国道6号の富岡消防署前の交差点を右折して帰還困難区域の我が家に向かった。対策本部に雇われている警備員にゲートを開けてもらい車で入域するのだが、ここでも運転免許証による本人確認はされなかった。国道6号が通行規制していた頃は、警察官が車を停止させ、入域許可証に書いてある車両ナンバーとナンバープレートの照合をしていたが、今回はそれも省略していた。全体として規制が形式的になりつつある感じだ。

富岡町内では計画に基づいて、住民の了承を取った土地で、あちこち除染が行われており、人や車がさかんに動いている。帰還困難区域はまだ除染の計画が示されていないが、それでも主な道路では除染が始まっていた。区域内は防犯防火のパトロールが行われていて、帰宅中も家の前の県道を消防自動車が行き来していた。相変わらず、自宅の周辺は人が帰って草刈や家屋の壊れた瓦の補修をした様子はなく、マイカーが取り残された家々には住民の姿は見えない。既に帰還を諦めたのだろうか。

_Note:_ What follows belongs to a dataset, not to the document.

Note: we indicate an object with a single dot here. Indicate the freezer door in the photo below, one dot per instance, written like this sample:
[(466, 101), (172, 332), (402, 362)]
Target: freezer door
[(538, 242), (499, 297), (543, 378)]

今回は、東京電力のボランティア3名に来ていただいて、エンジン草刈機で通路と庭の草刈をしてもらい、私は生垣や庭木にからまったツタやクズを取り払う作業をした。これをやっておかないと木がみんなやられてしまうからだ。晴れていたが、夏の頃とちがい暑さはない。刈った草の片付ける場所がないのが困るが、脇に寄せておくことにした。被ばく線量は3時間ほどで4マイクロシーベルト、一昨年から比べれば半分以下だった。

中央にあるマキの木は、伸びた枝を詰めないと庭木としての価値がなくなってしまう。

建物はこの通り健全だ。風通しのために短時間だが網戸にしている。